Selama ratusan tahun pinisi menjadi alat perlawanan saudagar pribumi dalam menghadapi monopoli perdagangan Serikat Dagang Hindia Timur Belanda (VOC). Bentuk asli pinisi tipe padewakang (disebut juga paduakang) yang ramping menjadikannya kapal yang gesit, dengan daya jelajah yang jauh. Dengan padewakang itulah para pelaut Bira menyelinap di antara kapal patroli VOC, mengacak-acak monopoli perdagangan rempah-rempah Maluku.

Pada awal abad ke-18 para pelaut Bira menakhodai pinisi padewakang hingga ke pantai utara Australia demi memburu teripang kualitas terbaik. Padewakang yang mampu membawa muatan hingga 140 ton berkeliling menghimpun barang dari berbagai pelosok Nusantara; rotan, lilin, agar-agar, sirip hiu, kulit, daging kering, kulit penyu, sarang burung, dan tikar rotan; dan menjualnya kepada saudagar kapal jung dari China.

Guncangan politik lokal tahun 1950-an, kelangkaan kayu, dan perkembangan teknologi kapal motor membuat kejayaan Semenanjung Bira memudar. Namun, punggawa Semenanjung Bira menolak menyerah.

Thomas Gibson dalam bukunya, Kekuasaan Raja, Syaikh, dan Ambtenaar-Pengetahuan Simbolik & Kekuasaan Tradisional Makassar 1300–2000 (Penerbit Ininnawa, 2009), mengurai diaspora tukang kapal Desa Ara dan Lemo-lemo yang meninggalkan Semenanjung Bira demi melanjutkan jalan hidup mereka sebagai punggawa pinisi.

Menurut Gibson, punggawa Desa Lemo-lemo sejak awal abad ke-19 mulai meninggalkan Semenanjung Bira, punggawa pinisi di mana-mana. ”(Sementara) para pembuat perahu Desa Ara (hingga awal 1950-an tetap) bergantung kepada saudagar kaya di Bira … (Namun) pemberontakan Darul Islam (membuat) pangkalan perahu di Bira dan Bone ditutup … Para punggawa (Desa Ara) mulai (pergi dan) membuka kontak dengan saudagar Tionghoa di seluruh Indonesia.

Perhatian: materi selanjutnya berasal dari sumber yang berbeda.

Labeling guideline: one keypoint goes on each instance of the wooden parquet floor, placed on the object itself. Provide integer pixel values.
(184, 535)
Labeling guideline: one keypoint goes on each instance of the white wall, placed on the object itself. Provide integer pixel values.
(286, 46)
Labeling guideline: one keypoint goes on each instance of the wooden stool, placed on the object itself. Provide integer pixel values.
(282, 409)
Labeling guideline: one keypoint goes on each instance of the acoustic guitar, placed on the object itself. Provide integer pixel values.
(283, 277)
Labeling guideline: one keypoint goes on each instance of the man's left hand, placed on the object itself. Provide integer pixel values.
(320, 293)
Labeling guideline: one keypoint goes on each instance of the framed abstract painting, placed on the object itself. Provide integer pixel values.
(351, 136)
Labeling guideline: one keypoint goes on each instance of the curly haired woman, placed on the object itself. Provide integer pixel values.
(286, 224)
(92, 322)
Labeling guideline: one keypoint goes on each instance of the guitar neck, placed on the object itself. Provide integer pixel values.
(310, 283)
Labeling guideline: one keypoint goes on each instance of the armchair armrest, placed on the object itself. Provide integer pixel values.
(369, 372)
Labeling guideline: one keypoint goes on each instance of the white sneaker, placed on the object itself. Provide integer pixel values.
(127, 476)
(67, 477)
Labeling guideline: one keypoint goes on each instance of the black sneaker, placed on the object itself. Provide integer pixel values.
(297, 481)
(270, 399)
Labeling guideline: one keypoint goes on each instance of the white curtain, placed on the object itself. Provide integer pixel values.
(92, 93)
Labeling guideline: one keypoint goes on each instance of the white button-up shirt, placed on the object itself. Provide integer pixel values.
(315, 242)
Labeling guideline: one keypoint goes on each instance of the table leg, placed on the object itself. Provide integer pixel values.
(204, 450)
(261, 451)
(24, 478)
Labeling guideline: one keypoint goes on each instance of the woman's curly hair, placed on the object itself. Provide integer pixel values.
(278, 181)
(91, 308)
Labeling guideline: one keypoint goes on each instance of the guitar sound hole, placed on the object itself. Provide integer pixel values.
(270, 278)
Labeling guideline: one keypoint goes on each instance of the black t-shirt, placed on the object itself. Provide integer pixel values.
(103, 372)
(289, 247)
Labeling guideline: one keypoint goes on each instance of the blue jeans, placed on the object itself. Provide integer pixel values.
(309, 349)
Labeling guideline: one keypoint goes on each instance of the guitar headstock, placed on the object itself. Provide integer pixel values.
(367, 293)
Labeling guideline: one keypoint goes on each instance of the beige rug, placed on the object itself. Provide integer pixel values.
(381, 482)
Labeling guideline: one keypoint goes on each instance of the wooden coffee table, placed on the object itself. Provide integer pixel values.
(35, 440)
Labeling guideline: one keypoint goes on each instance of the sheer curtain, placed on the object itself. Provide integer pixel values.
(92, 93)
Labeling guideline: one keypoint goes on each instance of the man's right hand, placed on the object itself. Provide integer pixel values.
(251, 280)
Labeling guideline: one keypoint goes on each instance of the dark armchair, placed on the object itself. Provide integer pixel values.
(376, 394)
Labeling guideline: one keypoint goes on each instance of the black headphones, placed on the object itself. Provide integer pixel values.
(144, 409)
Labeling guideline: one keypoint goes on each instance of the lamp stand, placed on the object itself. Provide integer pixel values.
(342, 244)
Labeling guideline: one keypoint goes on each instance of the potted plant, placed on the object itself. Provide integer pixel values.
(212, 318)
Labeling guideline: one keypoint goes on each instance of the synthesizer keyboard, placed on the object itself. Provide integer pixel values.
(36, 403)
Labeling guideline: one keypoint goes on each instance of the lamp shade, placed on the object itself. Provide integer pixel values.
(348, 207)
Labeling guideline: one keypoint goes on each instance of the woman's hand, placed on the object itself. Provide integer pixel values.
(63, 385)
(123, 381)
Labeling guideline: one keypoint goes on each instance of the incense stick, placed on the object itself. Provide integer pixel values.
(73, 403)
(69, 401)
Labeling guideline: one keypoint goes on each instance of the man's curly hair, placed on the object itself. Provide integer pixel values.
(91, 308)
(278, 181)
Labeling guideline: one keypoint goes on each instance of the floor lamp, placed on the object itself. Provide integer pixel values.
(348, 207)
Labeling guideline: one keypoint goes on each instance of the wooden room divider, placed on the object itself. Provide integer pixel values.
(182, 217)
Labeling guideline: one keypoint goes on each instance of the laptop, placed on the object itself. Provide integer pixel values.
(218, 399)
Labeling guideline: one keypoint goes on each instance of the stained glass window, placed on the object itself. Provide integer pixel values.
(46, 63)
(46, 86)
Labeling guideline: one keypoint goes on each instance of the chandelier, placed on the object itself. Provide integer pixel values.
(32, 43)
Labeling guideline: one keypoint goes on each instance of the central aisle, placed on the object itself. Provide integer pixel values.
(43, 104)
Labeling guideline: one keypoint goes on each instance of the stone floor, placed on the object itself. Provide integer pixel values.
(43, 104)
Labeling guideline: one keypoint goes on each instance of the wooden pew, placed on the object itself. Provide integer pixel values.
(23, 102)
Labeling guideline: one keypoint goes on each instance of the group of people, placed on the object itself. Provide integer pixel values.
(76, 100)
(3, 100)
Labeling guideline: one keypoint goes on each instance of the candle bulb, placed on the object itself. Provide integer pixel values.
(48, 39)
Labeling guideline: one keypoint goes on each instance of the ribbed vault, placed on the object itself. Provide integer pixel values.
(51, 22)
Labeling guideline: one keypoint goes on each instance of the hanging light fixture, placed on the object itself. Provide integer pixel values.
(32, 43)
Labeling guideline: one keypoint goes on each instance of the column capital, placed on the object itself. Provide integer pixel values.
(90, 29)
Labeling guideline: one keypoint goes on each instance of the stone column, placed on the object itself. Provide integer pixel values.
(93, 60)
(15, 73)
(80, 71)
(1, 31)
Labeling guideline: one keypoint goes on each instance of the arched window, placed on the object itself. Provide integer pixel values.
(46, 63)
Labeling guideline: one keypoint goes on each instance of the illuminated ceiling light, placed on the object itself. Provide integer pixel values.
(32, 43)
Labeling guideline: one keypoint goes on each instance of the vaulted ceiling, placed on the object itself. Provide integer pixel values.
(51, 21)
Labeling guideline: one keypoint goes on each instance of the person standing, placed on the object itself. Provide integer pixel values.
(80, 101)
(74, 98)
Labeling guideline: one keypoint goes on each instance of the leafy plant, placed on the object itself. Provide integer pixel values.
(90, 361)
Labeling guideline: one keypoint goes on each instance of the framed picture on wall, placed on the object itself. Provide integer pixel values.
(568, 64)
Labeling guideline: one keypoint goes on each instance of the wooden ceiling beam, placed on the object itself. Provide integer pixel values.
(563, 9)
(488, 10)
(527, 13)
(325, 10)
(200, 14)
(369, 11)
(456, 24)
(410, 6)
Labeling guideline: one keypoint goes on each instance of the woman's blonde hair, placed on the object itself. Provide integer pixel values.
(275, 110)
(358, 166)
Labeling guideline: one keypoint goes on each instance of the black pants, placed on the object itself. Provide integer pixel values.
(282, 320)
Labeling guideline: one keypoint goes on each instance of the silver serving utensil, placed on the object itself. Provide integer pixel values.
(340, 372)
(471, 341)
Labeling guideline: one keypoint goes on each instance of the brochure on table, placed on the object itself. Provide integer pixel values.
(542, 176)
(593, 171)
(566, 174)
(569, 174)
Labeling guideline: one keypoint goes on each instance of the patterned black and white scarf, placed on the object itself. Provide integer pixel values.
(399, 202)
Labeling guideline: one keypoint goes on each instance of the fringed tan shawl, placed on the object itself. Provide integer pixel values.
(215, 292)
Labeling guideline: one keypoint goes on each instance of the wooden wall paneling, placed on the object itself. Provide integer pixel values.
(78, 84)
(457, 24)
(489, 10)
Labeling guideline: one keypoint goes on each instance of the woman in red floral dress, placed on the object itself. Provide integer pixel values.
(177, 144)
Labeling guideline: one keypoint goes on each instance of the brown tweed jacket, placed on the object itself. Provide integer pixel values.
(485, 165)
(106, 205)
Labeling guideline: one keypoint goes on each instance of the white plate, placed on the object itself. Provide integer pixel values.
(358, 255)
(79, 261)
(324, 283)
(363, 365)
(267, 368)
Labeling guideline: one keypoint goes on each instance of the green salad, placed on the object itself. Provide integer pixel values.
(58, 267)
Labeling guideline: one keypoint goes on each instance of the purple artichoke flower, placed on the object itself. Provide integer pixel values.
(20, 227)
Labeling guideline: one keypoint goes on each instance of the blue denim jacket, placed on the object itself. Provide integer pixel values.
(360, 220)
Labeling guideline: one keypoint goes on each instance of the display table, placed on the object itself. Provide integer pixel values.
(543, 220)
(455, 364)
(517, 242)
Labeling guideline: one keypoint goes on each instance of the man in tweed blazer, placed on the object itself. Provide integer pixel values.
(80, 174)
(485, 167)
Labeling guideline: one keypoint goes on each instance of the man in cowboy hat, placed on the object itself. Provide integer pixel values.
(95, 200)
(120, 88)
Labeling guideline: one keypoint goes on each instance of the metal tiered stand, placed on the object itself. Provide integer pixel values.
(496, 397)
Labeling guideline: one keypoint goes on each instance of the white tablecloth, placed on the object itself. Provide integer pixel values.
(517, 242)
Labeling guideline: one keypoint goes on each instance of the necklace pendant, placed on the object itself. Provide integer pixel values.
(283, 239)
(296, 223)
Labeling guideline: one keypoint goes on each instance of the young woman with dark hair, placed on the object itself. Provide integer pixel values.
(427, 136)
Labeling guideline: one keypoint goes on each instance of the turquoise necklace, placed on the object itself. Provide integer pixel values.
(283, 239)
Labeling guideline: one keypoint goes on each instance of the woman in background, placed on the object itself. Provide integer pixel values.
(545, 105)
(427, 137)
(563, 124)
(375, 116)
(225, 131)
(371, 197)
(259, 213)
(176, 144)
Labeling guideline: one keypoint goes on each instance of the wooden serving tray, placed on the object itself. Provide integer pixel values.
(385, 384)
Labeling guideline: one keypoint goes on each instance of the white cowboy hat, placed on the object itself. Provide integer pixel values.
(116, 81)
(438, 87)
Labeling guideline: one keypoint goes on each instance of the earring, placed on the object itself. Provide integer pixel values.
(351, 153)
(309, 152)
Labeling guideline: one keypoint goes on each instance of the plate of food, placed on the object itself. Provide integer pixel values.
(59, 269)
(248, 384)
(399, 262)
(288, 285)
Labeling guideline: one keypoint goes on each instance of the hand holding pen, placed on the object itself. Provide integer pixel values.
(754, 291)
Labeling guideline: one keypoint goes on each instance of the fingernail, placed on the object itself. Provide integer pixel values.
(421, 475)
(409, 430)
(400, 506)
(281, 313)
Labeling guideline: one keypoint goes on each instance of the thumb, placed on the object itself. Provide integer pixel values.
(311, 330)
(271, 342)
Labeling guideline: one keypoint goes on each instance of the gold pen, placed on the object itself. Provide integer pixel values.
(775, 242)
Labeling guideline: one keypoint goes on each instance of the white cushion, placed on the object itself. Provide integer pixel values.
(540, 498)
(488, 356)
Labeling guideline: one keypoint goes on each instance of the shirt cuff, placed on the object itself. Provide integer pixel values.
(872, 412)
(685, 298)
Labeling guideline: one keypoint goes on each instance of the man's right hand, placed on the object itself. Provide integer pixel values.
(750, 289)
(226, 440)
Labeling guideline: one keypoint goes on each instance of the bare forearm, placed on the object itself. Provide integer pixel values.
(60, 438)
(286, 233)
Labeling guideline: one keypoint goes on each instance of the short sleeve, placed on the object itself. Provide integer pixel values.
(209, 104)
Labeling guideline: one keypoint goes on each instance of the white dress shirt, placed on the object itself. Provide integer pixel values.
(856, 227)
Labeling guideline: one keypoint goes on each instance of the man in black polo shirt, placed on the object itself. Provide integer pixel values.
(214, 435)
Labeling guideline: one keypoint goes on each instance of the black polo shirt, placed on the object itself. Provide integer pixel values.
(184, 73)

Mereka kembali ke Ara, merekrut awak pembuat kapal (yang lantas dibawa ke) tempat para pemesan. Di Pulau Laut, Kalimantan Selatan, dibangun perahu yang bobotnya hingga 600 ton,” tulis Gibson.

Gibson mencatat, pada 1988 koloni orang Ara tersebar di Indonesia. Mulai dari Jampea, Selayar, Sulawesi Selatan; Merauke dan Sorong di Papua; Kupang di Nusa Tenggara Timur; Ambon dan Ternate di Kepulauan Maluku; Tarakan, Balikpapan, Batu Licin, Kota Baru, Banjarmasin, Sampit, Kuala Pembuangan, Kumai, dan Pontianak di Kalimantan; Jakarta; Surabaya; hingga Belitung, Palembang, dan Jambi di Sumatera.

Dari tangan punggawa Desa Ara—pewaris keahlian Sawerigading membuat kapal—lahir puluhan ribu kapal layar motor atau kapal motor kayu pelayaran rakyat dari berbagai penjuru Tanah Air. Ribuan kapal kayu yang tengah bersandar di Sunda Kelapa dan Kalimas menantang gelombang melayari perairan Nusantara.

”Begitu banyak galangan kapal pelayaran rakyat, pembuatnya orang Semenanjung Bira. Sayangnya, pelayaran rakyat dengan kapal kayu itu menyusut seiring berbelitnya tata niaga kayu. Mirip dengan berkurangnya galangan pinisi di Semenanjung Bira yang juga disebabkan kelangkaan kayu,” ujar pemilik galangan pinisi, Andi Ahmad Nur.

Meski menyusut, pelayaran rakyat masih melanjutkan tradisi pinisi padewekang sebagai ”pelayaran di luar sistem”. Kapal kayu itu—sekarang didominasi kapal motor tanpa layar—menembus pulau yang tak terjangkau kapal pelayaran nasional. Mereka mengangkut beras, sapi, semen, bahkan surat suara pemilihan umum ke pulau paling terpencil sekalipun, melanjutkan tradisinya, yaitu merangkai Nusantara.